就連見慣了寶貝的淩雲霄和慕雲龍,看到那株六階靈藥時,眼神都不由得跳了跳。
六階靈藥啊!那可是能煉製返虛期丹藥的極品材料!
「嘶——六階靈藥!」
淩雲霄忍不住嚥了口唾沫,傳音道:「師弟,這老頭還挺大方的。這赤炎心草,若是拿回去給宗門煉丹,能培養出好幾個元嬰後期啊!」
慕雲龍也是有些心動,但他畢竟老成持重,傳音道:「先別急。這烈灼鴻是個老狐狸,這陣法有些古怪,咱們得小心行事。」
許青看著烈灼鴻展示出來的那些寶物,眼中並沒有太多的貪婪之色,反而顯得很是平靜。
這些東西雖然珍貴,但跟他剛纔在天庭墓園裡的收穫比起來,也就是個添頭。
他真正在意的,是這個烈灼鴻的態度。
還有……這陣法深處,那股讓他體內的荒蕪神心都感到了一絲悸動的力量。
「烈前輩,果然豪爽。」
許青笑了笑,目光卻並未在那堆寶物上停留,而是直勾勾地看著烈灼鴻。
「不過,晚輩剛才聽前輩說,這陣法乃是『九天離火陣』。
既然叫這個名字,那這陣法之中,是否隱藏著傳說中的……九天離火?」
聽到「九天離火」這四個字。
烈灼鴻的瞳孔猛地一縮!
他沒想到,這個看似元嬰中期的小子,竟然眼界還挺廣的?!
「這小子……難道看穿了?」
烈灼鴻心中一驚,但麵上卻裝出一副懊惱的樣子:
「唉……小友果然見多識廣。

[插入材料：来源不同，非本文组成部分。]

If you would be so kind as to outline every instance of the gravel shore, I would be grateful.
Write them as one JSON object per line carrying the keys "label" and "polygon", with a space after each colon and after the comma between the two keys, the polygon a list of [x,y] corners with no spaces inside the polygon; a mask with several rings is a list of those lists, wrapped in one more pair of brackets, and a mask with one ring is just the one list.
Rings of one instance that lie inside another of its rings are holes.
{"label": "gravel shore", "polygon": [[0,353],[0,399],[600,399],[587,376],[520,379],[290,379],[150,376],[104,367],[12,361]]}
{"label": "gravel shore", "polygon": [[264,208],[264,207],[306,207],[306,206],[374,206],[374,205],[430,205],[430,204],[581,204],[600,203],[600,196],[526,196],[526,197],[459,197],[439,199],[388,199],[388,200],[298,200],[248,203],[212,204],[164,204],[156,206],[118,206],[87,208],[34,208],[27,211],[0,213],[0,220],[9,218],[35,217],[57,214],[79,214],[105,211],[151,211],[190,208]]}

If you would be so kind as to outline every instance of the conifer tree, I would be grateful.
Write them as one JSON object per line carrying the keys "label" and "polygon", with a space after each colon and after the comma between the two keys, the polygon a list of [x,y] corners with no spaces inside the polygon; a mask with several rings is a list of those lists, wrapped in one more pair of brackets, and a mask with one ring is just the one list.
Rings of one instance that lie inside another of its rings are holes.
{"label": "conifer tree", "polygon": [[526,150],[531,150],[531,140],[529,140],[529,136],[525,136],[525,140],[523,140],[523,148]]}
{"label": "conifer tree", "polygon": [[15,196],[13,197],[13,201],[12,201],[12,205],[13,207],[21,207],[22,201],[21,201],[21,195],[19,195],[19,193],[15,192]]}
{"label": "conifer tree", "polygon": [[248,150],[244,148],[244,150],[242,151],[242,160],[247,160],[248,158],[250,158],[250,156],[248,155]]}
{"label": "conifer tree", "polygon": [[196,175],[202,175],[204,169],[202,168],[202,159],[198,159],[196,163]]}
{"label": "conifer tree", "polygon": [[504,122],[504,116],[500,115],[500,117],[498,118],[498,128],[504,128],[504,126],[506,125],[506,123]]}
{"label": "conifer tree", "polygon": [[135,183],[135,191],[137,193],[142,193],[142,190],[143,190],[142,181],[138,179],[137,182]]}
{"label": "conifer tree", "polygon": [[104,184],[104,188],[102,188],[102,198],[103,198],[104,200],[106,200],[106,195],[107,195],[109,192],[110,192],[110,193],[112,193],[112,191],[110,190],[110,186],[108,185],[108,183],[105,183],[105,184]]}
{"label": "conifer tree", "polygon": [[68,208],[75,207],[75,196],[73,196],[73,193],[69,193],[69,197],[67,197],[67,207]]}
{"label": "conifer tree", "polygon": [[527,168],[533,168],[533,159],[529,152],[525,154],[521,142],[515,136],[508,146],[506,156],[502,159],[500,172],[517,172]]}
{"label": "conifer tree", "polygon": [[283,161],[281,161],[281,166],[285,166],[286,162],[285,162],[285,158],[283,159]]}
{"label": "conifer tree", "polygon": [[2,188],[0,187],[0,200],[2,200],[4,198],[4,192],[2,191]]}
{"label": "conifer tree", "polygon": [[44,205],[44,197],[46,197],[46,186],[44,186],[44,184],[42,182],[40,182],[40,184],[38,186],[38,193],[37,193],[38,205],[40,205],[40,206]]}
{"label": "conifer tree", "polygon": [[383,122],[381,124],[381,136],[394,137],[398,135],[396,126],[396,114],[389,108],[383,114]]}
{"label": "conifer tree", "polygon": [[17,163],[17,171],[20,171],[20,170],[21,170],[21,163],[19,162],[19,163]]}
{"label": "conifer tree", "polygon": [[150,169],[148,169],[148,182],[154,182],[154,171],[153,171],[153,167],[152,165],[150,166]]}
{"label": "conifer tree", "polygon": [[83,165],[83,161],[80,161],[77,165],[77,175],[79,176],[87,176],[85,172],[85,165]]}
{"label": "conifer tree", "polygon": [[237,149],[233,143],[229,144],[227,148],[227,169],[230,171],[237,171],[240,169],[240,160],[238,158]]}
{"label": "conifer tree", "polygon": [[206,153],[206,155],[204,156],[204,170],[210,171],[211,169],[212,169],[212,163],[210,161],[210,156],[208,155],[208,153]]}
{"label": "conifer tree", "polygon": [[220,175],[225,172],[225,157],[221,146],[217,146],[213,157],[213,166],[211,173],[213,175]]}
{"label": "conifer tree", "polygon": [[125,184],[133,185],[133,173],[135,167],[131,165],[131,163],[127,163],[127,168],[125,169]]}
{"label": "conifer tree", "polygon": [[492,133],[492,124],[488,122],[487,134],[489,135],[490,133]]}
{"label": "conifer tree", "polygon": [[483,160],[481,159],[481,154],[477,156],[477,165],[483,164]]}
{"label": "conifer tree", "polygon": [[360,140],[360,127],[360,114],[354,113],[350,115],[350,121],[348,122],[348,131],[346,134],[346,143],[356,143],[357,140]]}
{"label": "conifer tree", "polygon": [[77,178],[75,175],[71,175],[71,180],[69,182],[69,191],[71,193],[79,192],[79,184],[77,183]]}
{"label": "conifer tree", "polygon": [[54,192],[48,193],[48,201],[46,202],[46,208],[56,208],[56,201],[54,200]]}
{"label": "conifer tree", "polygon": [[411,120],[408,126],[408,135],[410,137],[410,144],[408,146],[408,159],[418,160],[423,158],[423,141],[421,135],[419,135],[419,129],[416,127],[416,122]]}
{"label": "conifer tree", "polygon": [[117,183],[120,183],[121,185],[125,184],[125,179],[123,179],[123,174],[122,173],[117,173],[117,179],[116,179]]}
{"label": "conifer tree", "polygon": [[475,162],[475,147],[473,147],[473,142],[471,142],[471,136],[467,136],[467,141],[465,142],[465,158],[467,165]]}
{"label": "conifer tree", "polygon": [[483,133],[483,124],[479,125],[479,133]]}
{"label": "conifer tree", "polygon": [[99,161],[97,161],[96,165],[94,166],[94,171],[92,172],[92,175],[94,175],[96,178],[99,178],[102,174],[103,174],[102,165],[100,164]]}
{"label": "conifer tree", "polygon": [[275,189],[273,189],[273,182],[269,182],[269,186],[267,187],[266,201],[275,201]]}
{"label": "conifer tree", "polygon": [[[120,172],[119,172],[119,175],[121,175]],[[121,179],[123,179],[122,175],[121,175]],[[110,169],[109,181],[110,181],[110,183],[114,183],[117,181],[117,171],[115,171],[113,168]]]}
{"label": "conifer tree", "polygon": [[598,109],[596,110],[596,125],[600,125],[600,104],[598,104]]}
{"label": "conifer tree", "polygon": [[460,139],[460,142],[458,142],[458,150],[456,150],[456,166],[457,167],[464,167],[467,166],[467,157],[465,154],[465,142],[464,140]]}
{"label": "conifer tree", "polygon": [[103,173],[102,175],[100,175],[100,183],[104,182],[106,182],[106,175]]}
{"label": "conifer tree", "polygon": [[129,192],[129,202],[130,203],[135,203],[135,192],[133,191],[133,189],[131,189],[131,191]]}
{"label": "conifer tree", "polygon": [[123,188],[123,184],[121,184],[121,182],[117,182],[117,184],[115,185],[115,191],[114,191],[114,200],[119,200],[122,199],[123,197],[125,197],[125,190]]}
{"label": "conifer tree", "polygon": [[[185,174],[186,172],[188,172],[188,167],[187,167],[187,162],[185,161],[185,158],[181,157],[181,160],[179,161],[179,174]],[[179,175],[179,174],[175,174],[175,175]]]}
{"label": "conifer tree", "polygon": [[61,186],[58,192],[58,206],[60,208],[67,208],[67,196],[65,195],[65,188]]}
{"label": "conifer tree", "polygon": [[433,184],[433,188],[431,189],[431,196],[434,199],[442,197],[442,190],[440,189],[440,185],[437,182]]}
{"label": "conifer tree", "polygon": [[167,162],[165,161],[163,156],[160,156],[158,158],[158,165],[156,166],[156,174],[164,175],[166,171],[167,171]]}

不錯,這陣法之中,確實孕育出了一絲九天離火的火種。」
「但正因如此,這陣法才更加兇險!老夫當年就是想取那火種,才被困於此。」
「小友若是想要那火種,老夫也可以相讓,隻要救我出去!」
烈灼鴻這是在賭,賭許青三人抵擋不住這天地真火的誘惑。
隻要他們動手破陣,那就是他烈灼鴻的機會!
然而。
許青接下來的話,卻讓他有些摸不著頭腦了。
「既然有九天離火,那事情就簡單了。」
許青輕笑一聲,轉頭對淩雲霄和慕雲龍說道:
「大師兄,太上長老,看來這生意咱們得重新算算了。」
「這烈長老被困百年,咱們若是隻拿點靈藥礦石就把他救出去,那豈不是太虧了?」
「畢竟,救命之恩,可是無價的啊。」
淩雲霄和慕雲龍聞言,頓時反應過來,兩人都是人精,當即配合著露出了一副「貪婪」和「為難」的表情。